So MLX, introduced in late 1983, was a program to make typing in programs better. You would enter in a string of six numbers — six computer instructions or data — and a seventh, checksum, number. Back in January I worked out finally what the checksum was. It turned out to be simple. Take the memory location of the first of your set of six instructions, modulo 256. Add to it each of the six instructions, modulo 256. That’s the checksum. If it doesn’t match the typed-in checksum, there’s an error.
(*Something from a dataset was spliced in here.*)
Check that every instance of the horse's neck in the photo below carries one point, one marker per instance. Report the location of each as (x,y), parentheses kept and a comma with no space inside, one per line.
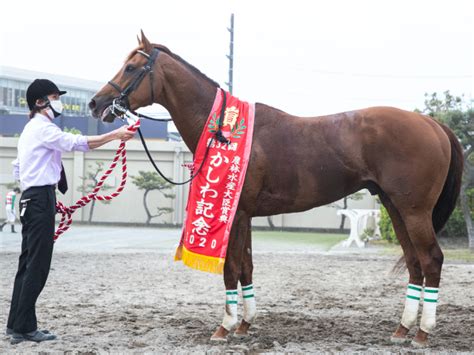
(188,98)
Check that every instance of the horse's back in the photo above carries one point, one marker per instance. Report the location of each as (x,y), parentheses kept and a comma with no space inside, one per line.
(305,162)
There’s weaknesses to this, though. It’s vulnerable to transposition errors: if you were supposed to type in 169 002 and put in 002 169 instead, it wouldn’t be caught. It’s also vulnerable to casual typos: 141 178 gives the same checksum as 142 177.

Which is all why the original MLX lasted only two years.

What Was The New MLX?

The New MLX, also called MLX 2.0, appeared first in the June 1985 Compute!. This in a version for the Apple II. Six months later a version for the Commodore 64 got published, again in Compute!, though it ran in Compute!’s Gazette too. Compute! was for all the home computers of the era; Compute!’s Gazette specialized in the Commodore computers. I would have sworn that MLX got adapted for the Atari eight-bit home computers too, but can’t find evidence it ever was. By 1986 Compute! was phasing out its type-in programs and didn’t run much for Atari anymore.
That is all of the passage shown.